Ни медяшки за душою,
Только гусли за спиною,
Но зато хорош собою,
Весел и удал!
Вот теперь, услышав голос, Ёлка тут же узнала его и закричала:
— Браник!
— Матушка? — искренне удивился он, — Ты что делаешь в лесу в такую ночь? Полезай ко мне на Кабачка, поедем домой вместе!
И, перебравшись за седло, к коню на поясницу, Бран протянул руку, чтобы подсадить на освободившееся место Ёлку.
— Ты-то здесь откуда, хороший мой? — растроганно спросила она.
— Да вот, только что из-за Ограды. На Изень ездил, к поморийцам. Здесь, в лесу, вечно все дразнят меня соломенной башкой и поморийской мордой, ну, я и решил посмотреть, какие поморийцы на самом деле. Приехал — а они все такие белобрысые… Куда там мне! Знаешь, как меня у них прозвали? Тормальским рылом и Брэнном Подгорелым! Правда-правда!
Ещё долго лесные мокрые потёмки тревожил топот конских копыт, голоса и весёлый смех…
В то же самое время на другом конце Торма, в Кленовом логе, проснулся Нарок. Он лежал с закрытыми глазами на чём-то мягком и тёплом, и искренне наслаждался тем, что у него совсем ничего не болит. Это было потрясающе. "Наверное, я уже умер и попал в благие земли, — думал он, — Оказывается, умереть совсем не страшно." Блаженство продолжалось недолго. Чья-то рука осторожно протиснулась под его плечи и, придерживая шею, заставила приподняться. Под рёбрами тут же противно заныло. "Значит, всё-таки ещё живой," — подумал Нарок и раскрыл глаза. И увидел вокруг плетёные из ивовых прутьев стены и тускло подсвеченный лучиной дощатый потолок. Видно, это была какая-то тормальская изба. Сам он лежал на одеяле из рысьих шкур в закутке, отделённом от общей горницы полосатым пологом, и Омела, чуть приподняв его голову, держала перед ним ложку с водой. Нарок послушно разомкнул губы.
— Вот и молодец, — сказала Омела мягко. Как приятно было вновь слышать её голос! Стыдясь своей беспомощности, Нарок попытался сесть, но боль тут же стала нестерпимой и заставила неловко повиснуть на руках у девушки.
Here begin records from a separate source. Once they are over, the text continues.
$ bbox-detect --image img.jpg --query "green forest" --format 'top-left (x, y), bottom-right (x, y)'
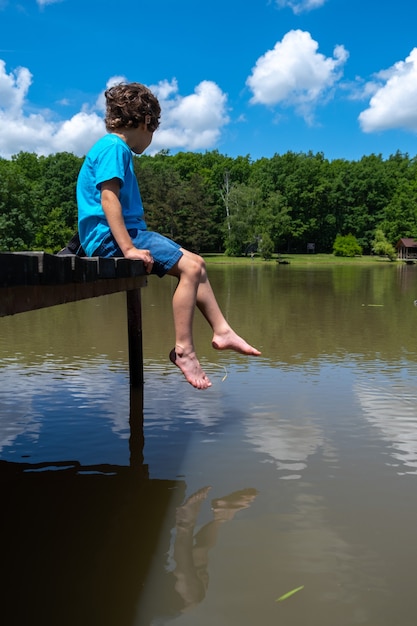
top-left (0, 151), bottom-right (417, 258)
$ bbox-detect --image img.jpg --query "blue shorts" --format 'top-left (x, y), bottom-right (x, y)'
top-left (93, 228), bottom-right (182, 278)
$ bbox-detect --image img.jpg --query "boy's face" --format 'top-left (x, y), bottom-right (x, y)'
top-left (127, 124), bottom-right (153, 154)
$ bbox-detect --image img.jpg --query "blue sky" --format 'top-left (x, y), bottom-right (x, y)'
top-left (0, 0), bottom-right (417, 160)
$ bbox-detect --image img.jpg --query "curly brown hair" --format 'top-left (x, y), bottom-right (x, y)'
top-left (104, 83), bottom-right (161, 132)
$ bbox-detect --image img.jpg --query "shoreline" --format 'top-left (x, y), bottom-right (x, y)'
top-left (200, 252), bottom-right (405, 266)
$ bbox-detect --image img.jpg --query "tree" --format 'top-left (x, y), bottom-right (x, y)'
top-left (333, 234), bottom-right (362, 256)
top-left (372, 228), bottom-right (397, 261)
top-left (258, 233), bottom-right (274, 261)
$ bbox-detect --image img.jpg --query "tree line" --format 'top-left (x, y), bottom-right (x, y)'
top-left (0, 151), bottom-right (417, 256)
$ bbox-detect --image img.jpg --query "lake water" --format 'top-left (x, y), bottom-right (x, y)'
top-left (0, 260), bottom-right (417, 626)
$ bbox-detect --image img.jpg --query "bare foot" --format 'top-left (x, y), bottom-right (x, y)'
top-left (211, 328), bottom-right (261, 356)
top-left (169, 346), bottom-right (211, 389)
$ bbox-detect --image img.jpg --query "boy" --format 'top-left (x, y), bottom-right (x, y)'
top-left (77, 83), bottom-right (261, 389)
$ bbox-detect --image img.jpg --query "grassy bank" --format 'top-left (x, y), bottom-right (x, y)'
top-left (202, 253), bottom-right (398, 266)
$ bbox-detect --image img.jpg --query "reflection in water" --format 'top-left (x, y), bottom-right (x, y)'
top-left (0, 262), bottom-right (417, 626)
top-left (355, 375), bottom-right (417, 474)
top-left (135, 487), bottom-right (257, 626)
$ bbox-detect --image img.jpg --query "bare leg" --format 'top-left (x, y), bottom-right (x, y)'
top-left (169, 249), bottom-right (261, 389)
top-left (169, 255), bottom-right (211, 389)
— Тише, тише, милый, не торопись, — Омела заботливо помогла ему лечь, завернула в одеяло. Только тогда до Нарока дошло, что он лежал перед Омелой без одежды и ничем не прикрытый. Неужели это она своими руками раздевала его, отмывала от грязи и крови? Только ли она? Хоть бы подштанники оставили… По-своему истолковав его встревоженный взгляд, Омела торопливо объяснила:
— Не волнуйся, мы с тобой в доме хранителя, в безопасности. Никто больше не вправе нас разлучить, и никуда я от тебя не денусь, если только сам прочь не погонишь.
— Никогда в жизни, — прошептал Нарок. Вдруг он заметил, что прекрасные волосы Омелы исчезли, срезанные коротко, у самого затылка. — А где ж твоя красота?
Разом поскучнев, девушка опустила глаза.
— Отдала хранителю Неру. Это плата за твоё исцеление. Я теперь, верно, стала вовсе некрасивой… И приданого у меня больше ничего нет. Ленты, шитые рубахи, рушники — всё отдала.
— И Маэль бы с ними, — отозвался Нарок, прикрыв глаза, — Это всего лишь ленты и тряпки. Главное — ты сама здесь, со мной.
Над лесом затеплилась первая бледная заря хляби. Ночные караульные, сменившись с дежурства, отправились по домам, а вместе с ними вышла из ворот Рискайской крепостицы и Торвин. Ночь выдалась хлопотливой: освободившись из лазарета, ей пришлось галопом гнать через половину Приоградья, чтобы вернуть на конюшню Рискайского взвода Воробья, сдать кастеляну амуницию Нарока, а оружейнику — его саблю и копьё. Усталый и вымокший под дождём Тууле тоже нуждался в заботе. Торвин решила дать коню отдохнуть хоть немного подольше, и, устроив его в конюшне крепостицы, пошла домой пешком.